Brasília: Brasil gera 278,6 mil empregos formais em agosto, diz Caged

Carteira de trabalho digital./© Marcelo Camargo/Agência Brasil

O Brasil gerou 278.639 postos de trabalho em agosto deste ano, resultado de 2.051.800 admissões e de 1.773.161 desligamentos de empregos com carteira assinada. No acumulado de 2022, o saldo é de 1.853.298 novos trabalhadores no mercado formal. Os dados são do Ministério do Trabalho e Previdência, que divulgou hoje (29), em Brasília, as Estatísticas Mensais do Emprego Formal, o Novo Caged.

O estoque de empregos formais no país, que é a quantidade total de vínculos celetistas ativos, chegou a 42.531.653 em agosto, o que representa um aumento de 0,66% em relação ao mês anterior.

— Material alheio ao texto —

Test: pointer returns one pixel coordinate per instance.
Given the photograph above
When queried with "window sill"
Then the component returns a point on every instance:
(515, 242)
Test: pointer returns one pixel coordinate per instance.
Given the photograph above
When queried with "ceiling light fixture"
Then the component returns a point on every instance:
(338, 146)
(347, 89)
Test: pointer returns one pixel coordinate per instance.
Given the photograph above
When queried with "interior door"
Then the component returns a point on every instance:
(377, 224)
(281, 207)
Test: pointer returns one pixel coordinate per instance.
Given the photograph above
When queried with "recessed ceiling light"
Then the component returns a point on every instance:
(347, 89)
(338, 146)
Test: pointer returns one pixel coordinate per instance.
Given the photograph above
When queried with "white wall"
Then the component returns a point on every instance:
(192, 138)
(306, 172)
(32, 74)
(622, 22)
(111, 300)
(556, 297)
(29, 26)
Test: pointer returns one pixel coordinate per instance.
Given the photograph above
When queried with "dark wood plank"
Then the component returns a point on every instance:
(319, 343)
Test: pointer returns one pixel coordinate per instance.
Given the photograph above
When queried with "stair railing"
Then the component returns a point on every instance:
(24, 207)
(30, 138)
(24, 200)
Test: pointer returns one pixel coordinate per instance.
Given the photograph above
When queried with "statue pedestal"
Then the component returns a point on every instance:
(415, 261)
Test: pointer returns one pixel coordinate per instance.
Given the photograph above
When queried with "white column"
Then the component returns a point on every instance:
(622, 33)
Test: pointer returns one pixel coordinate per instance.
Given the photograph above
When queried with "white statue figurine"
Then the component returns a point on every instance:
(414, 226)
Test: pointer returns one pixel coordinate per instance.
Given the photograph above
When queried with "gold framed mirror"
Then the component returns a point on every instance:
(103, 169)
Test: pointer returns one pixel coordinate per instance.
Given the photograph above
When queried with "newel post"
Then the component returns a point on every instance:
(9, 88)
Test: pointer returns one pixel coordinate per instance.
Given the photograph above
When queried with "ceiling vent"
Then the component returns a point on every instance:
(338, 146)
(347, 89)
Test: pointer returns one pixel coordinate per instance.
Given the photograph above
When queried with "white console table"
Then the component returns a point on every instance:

No mês passado, o saldo de empregos foi positivo nos cinco grupamentos de atividades econômicas: serviços, com a criação de 141.113 postos distribuídos principalmente nas atividades de informação, comunicação e atividades financeiras, imobiliárias, profissionais e administrativas; indústria, com 52.760 novos postos, concentrado na indústria de transformação; comércio, saldo positivo de 41.886 postos; construção, mais 35.156 postos de trabalho gerados; e agricultura, pecuária, produção florestal, pesca e aquicultura, que criou 7.724 novos empregos.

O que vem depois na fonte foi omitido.